Carreño has the lower body of a young dancer. Tricks and facility are all in order. It might not look easy to rise up and down from knee to standing through the many repetitions, but the important fact is that he is an excellent partner: generous, warm and encouraging to Meijer, who suffered an injury earlier in the week, we are told.
We meet the Gypsy Queen, danced spectacularly by Shannon Bynum, when Kitri and Basilio run off together and end up in a gypsy camp. It is in some ways the best female role in the ballet apart from that of Kitri, and Bynum takes full advantage of the opportunity to add a sizzling pop to her solo. The set design by Santo Loquasto was a pleasant surprise, and took us back a few months to feeling like it was Halloween.
Tiny Maria Jacobs-Yu as Cupid cleared our paletes between and throughout scenes, by making technique into artwork as she took bright steps toward, and a playful aim at her intended targets. A pleasure to watch! The Queen of the Dryads danced by Nutnaree Pipit-Suksun, looking stunning, tended to go a little behind the music, as if it were passing through a Vaganova time tunnel, though mastery of the steps was ever-present.
In the Act III Tavern scene, which is the comic and joyful denouement, we get to see more zesty dancing by Jing Zhang and Rudy Candia as the Mercedes and Espada characters, and a mini-tablao on a very narrow table danced by the saucy, come-hither Beth Ann Namey as the Barmaid, with Basilio and Kitri back in harness as she works her pluck and he his daring, in the prank they pull on Lorenzo: Basilio pretends suicide and Kitri marries his corpse, who while dead, raises his leg with a foot perfectly pointed in rigor mortis, but then comes to life just in time for the wedding libations.
For those who have seen the ballet, or any full length classical story ballet, where the solo variations proceed directly from the pas de deux and end with a grand pas de deux, this staging has some surprises: alterations to offer a honeymoon for the wedding couple between the solos and the Grand Pas de Deux, where Flower Girl 1 and 2 are shown again, dancing segments that have been cut and pasted from an earlier sequence.
For the rest of the full-house audience, this is of no consequence, and for the orthodoxy-bound, it is soon forgotten because Basilio is back with his amazing en déhors turns, which are as stellar as his en dédans.
From that point on, the mise en scene begins to suffer some casualties. The introduction of students, dancing poorly-formed saut de basques on their own and not integrated with corps dancers whose coryphées might have otherwise set the course, lowers the level of performance quality, and the boys and girls carrying garlands do not infuse cuteness so much as disruption of the line and tempi.

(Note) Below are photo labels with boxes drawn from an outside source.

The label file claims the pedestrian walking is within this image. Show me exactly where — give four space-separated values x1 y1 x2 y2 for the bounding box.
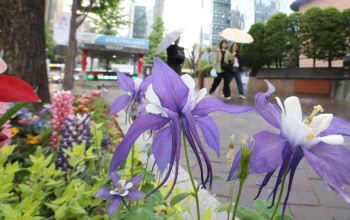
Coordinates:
229 44 246 99
166 37 185 75
209 40 234 100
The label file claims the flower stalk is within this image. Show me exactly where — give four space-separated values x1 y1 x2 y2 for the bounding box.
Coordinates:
232 135 255 220
180 115 201 220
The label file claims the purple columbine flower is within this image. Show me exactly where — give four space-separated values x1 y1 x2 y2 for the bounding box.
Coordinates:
109 58 254 198
228 81 350 218
109 72 152 121
95 172 145 217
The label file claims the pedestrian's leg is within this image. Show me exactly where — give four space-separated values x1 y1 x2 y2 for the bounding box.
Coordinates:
224 73 231 98
209 73 223 94
235 72 244 95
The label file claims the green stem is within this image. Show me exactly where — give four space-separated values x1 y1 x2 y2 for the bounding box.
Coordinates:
181 115 201 220
227 181 233 220
232 181 244 220
270 162 290 220
131 144 135 178
141 145 153 191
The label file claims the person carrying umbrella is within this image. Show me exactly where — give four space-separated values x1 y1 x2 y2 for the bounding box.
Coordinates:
166 37 185 75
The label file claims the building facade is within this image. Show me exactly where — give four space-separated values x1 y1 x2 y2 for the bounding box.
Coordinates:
212 0 231 45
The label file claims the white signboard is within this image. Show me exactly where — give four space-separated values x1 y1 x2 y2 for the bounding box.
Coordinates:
53 11 71 46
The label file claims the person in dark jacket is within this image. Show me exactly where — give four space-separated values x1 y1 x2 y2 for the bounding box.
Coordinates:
166 37 185 75
230 44 246 99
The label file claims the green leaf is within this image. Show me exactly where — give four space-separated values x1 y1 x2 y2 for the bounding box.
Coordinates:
170 193 191 207
237 206 264 220
215 202 235 212
125 204 155 220
202 208 211 220
275 214 293 220
0 204 21 219
0 102 30 127
253 199 282 219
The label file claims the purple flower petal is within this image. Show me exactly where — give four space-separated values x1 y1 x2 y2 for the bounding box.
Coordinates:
303 142 350 203
152 58 189 113
126 174 143 186
94 188 113 200
126 189 145 202
109 114 170 172
194 116 220 157
192 98 254 116
108 196 121 217
321 117 350 136
109 94 131 115
140 75 153 96
152 127 175 175
255 80 281 129
228 131 288 180
117 71 135 92
109 172 120 188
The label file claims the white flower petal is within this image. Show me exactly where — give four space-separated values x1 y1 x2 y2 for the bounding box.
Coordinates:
282 115 312 147
124 182 133 189
145 84 162 106
181 74 196 101
146 104 162 115
310 114 333 135
118 180 126 188
191 88 208 110
134 78 142 91
284 96 302 121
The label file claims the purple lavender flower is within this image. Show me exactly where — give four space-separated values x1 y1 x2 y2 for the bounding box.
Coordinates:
109 58 254 198
56 114 91 170
109 72 152 120
95 172 145 217
228 81 350 218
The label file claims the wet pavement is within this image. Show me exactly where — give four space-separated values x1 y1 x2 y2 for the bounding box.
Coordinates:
66 77 350 220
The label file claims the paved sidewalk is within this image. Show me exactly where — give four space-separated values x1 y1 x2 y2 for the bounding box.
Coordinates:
69 80 350 220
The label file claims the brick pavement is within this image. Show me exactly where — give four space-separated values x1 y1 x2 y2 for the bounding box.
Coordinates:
70 78 350 220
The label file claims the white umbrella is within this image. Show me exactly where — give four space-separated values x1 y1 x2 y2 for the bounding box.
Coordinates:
156 28 185 54
220 28 254 44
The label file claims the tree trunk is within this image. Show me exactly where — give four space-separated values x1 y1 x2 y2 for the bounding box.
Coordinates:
0 0 50 105
63 0 78 90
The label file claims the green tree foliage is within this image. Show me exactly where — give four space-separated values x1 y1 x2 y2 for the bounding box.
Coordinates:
301 7 324 67
287 12 303 66
264 12 288 67
241 23 266 72
45 23 55 58
319 7 347 67
342 8 350 53
91 0 129 35
145 16 167 64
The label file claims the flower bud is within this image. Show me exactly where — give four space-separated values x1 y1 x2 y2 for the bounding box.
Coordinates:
238 135 255 182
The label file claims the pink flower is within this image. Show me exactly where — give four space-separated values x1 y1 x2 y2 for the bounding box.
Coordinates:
50 91 73 149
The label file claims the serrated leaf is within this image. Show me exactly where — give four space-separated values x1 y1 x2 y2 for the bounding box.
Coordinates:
202 208 211 220
253 199 282 219
237 206 264 220
170 193 191 207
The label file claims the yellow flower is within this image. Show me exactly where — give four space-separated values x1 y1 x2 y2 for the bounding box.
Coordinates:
26 134 42 144
10 127 19 137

Though Ms. Meijer changes her pointe shoes between variations and the pas de deux, she seems to collapse inward on some of her lifts, and luckily in spite of the burden he carries for his own dancing, Mr. Carreño still has enough left over to stem the slippage that would otherwise result. In a company of this size, there are not many opportunities for principals dancing major roles to learn to pace themselves, and as that is acquired, it is easy to imagine Ms. Meijer, with her lovely feet, taking her laurels as fully evolved Kitri.
The overall spirit is vivacious, the ensemble committed, on task and fully present. As this company moves along its new trajectory, with Messrs. Chapman and Rodríguez at the helm, there is every reason to believe that its partnership with ABT will be celebrated, and its performances warmly received by San José audiences.